Lalla Rook. Thomas Moore.

Les nombreux événements qui s’étaient écoulés depuis peu de jours avaient été d’une nature trop agitante, et avaient exigé trop de preuves de courage de notre héroïne, pour qu’elle restât dans l’accablement du désespoir. Elle pleurait son père, elle tressaillait souvent en se rappelant la mort subite de Jenny, et toutes les scènes horribles dont elle avait été témoin ; — mais aussi elle rappela à son aide toute son énergie naturelle, et ne resta pas plus long-temps dans l’abattement qui suit ordinairement une grande douleur.
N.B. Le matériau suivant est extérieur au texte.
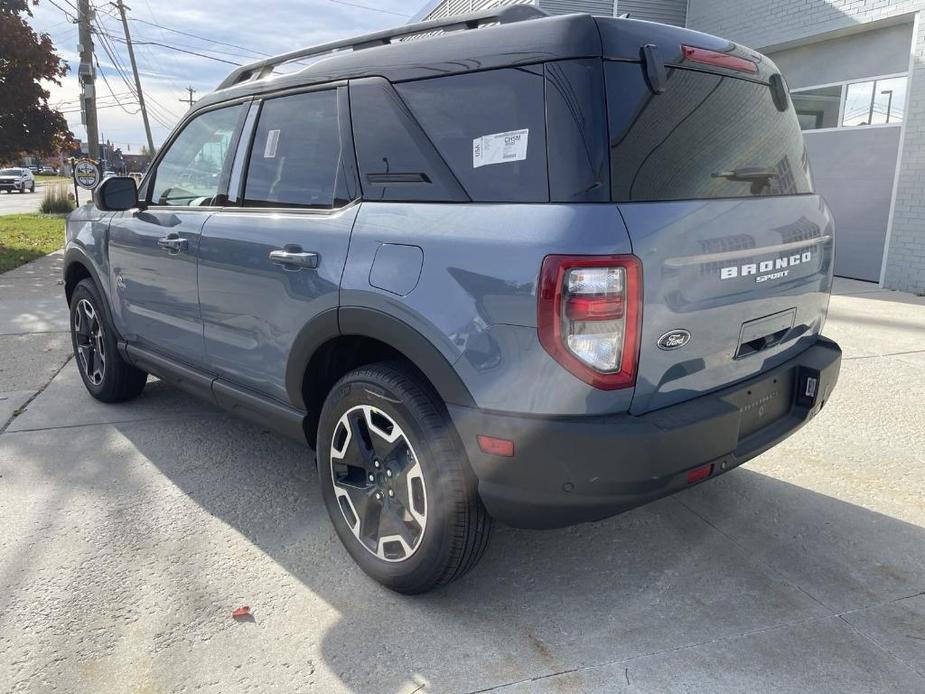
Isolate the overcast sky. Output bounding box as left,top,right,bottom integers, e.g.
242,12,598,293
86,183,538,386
30,0,416,152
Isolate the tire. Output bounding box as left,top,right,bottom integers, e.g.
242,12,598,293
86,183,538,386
315,362,491,594
71,279,148,402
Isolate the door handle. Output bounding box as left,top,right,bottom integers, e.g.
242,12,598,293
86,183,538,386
270,246,318,270
157,233,189,253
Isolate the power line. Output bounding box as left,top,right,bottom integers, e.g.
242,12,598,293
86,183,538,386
328,0,412,19
48,0,77,22
122,17,270,57
100,36,241,67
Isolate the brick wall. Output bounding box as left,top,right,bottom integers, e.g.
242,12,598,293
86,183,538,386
687,0,925,292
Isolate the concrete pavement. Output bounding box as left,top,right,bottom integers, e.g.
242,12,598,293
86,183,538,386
0,257,925,692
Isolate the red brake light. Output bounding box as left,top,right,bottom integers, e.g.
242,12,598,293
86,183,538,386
537,255,642,390
565,296,626,320
681,44,758,74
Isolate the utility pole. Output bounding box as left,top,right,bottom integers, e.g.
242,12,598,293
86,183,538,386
179,87,196,108
77,0,100,159
113,0,154,155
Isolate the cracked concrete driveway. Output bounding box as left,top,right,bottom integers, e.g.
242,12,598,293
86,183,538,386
0,256,925,692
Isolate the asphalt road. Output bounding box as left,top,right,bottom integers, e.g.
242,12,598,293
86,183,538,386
0,178,74,215
0,257,925,693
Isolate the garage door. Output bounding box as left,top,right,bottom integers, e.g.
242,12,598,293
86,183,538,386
770,23,912,281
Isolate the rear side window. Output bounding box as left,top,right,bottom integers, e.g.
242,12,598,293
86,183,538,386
395,66,549,202
243,89,341,209
605,62,812,202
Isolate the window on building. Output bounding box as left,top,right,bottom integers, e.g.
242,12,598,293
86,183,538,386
243,89,340,209
842,77,906,127
790,77,906,131
790,84,842,130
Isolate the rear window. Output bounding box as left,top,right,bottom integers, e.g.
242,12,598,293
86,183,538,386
605,62,812,202
395,67,549,202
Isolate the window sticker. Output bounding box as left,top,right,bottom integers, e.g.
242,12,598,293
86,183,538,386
472,128,530,169
263,130,279,159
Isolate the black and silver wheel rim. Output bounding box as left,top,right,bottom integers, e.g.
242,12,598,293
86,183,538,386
331,405,427,562
74,299,106,386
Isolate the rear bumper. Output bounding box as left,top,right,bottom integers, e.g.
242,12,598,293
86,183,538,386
449,338,841,528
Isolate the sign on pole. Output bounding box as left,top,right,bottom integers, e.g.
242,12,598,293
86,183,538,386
74,159,103,190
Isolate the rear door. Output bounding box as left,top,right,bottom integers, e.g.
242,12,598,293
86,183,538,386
199,87,359,402
605,62,833,414
109,104,244,365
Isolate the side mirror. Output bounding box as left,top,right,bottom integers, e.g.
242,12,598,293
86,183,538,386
93,176,138,212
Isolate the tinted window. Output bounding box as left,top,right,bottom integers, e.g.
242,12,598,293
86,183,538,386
150,104,243,205
350,77,469,202
546,60,610,202
605,63,811,201
396,68,549,202
243,89,341,209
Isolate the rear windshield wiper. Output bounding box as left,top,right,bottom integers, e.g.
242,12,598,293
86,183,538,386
713,166,778,181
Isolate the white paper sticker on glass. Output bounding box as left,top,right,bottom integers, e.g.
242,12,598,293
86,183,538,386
472,128,530,169
263,130,279,159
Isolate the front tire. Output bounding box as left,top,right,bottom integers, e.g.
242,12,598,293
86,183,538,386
71,279,148,402
315,362,491,594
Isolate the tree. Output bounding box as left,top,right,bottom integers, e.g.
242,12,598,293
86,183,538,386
0,0,74,162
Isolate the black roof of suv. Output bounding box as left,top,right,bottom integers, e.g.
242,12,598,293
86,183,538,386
196,5,777,110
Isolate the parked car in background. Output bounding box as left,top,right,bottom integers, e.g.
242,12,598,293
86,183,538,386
64,6,841,593
0,167,35,193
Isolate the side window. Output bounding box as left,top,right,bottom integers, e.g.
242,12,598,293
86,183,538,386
243,89,344,209
396,67,549,202
150,104,243,206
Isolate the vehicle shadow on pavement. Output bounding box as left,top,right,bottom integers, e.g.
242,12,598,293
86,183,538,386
81,384,925,691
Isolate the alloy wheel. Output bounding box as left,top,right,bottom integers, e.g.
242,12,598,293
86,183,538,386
74,299,106,386
330,405,427,562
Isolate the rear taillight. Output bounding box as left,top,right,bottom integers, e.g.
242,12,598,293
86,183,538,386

Peut-être l’accablement et, pour ainsi dire, la stupéfaction qui pesait sur la pauvre Rosée-de-Juin, et qui la tint pendant près de vingt-quatre heures dans un état de stupeur, aida Mabel à surmonter ses propres sensations, car elle s’était sentie appelée à consoler la jeune Indienne. Elle avait rempli ce devoir avec ce calme et cette douceur insinuante qui donne à son sexe tant d’influence dans de semblables occasions.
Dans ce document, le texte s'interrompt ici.